Improper art is art in the service of something that is not properly the function of art. Improper art is kinetic. It moves you either with desire or with loathing or fear for the object represented. You are moved into action. You are NOT in aesthetic arrest. The meaning and sense of the object is not delivered in its formal organization. Art that moves you, moves you with either desire for the object or with loathing (or fear) away from the object. Art that moves toward the object, Joyce calls pornographic. ex: advertising, TV, magazines. You are not enchanted by the object you are beholding.

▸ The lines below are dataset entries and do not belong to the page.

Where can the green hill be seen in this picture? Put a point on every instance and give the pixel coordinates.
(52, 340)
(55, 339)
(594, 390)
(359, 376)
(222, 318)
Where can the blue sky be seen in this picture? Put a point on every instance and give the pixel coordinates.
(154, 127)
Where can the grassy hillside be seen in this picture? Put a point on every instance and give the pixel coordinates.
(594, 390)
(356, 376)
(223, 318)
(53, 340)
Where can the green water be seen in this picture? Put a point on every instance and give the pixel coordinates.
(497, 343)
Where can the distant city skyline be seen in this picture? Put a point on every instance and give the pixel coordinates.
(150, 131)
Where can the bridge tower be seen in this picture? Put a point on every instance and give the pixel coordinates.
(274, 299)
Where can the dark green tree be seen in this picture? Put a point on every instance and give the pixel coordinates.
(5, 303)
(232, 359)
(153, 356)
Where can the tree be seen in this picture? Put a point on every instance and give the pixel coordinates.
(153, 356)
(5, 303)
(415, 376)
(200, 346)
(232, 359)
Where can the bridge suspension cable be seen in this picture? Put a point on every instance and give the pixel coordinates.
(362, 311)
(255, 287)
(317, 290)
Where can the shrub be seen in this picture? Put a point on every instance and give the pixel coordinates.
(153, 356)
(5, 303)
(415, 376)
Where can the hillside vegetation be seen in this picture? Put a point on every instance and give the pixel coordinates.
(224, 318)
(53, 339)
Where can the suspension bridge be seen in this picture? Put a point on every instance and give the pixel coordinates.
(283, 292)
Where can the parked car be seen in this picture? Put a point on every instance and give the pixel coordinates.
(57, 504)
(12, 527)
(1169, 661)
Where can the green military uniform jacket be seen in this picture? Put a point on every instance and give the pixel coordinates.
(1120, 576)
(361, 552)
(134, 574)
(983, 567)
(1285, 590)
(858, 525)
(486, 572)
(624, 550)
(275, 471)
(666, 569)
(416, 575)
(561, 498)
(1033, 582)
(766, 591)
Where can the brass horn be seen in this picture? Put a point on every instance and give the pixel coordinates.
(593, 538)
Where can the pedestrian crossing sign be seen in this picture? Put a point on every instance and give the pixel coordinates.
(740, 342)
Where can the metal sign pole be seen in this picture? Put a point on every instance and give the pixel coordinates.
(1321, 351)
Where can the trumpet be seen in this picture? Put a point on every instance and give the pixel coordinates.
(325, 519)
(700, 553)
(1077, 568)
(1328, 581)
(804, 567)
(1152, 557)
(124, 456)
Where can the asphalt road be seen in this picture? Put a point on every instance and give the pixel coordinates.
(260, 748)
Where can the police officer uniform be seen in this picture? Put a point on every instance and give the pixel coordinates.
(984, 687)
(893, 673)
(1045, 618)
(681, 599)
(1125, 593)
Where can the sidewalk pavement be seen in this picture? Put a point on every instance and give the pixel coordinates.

What of Proper Art and the static? What moments of experience can be defined? For this, Joyce turns to St. Thomas Aquinas. Aquinas gives us a definition of beauty. Beauty is what pleases. There are three moments to be recognized:

Qualities of Universal beauty:

Integritas- Everything within a picture frame is to be looked at as one object, not an assortment of objects.
Consonantia- Within this frame, what is important is the relationship of part to part, part to whole, whole to each of its parts, etc. These parts include the basic principles and elements of design: color, mass, form, texture, line, shape. The instrument of art is rhythm.
Claritas- When the rhythm of the art is fortunately achieved or rendered you are held in aesthetic arrest and experience a radiance. This is the mystery. This is what holds you. This is the mystery of art and as we will later learn, the mystery behind the Theatre Experience. A rhythm out there establishes within you a resonance of a corresponding rhythm within you and you are fixed in a harmonious rhythm of relationships.

Beauty
If there is a rhythm and radiance that does not totally overwhelm you we call it beauty.
Sublime
If it is something that so diminishes your ego that you are in a transcendent rapture; this is the sublime. What renders the sublime is immense space or immense power. Very little art handles the sublime. One has to experience the sublime. It is the diminishment of ego where your own inner self opens out. All orientation is just blown.

Integritas- Wholeness, integrity.
Consonantia- Harmony, consonance
Claritas- radiance.

These are the basic principles of non objective art. You are not move by desire or loathing, your are held in aesthetic arrest (held by a beautiful accord). Joyce calls this "the rhythm of beauty which stills the heart". What this represents is a breakthrough. You have passed through the object and experience a kind of transcendence which has manifested itself in you by the object represented. Pure object turns you into pure subject. You are beyond desire and loathing and are suspended in a beautiful accord: aesthetic arrest.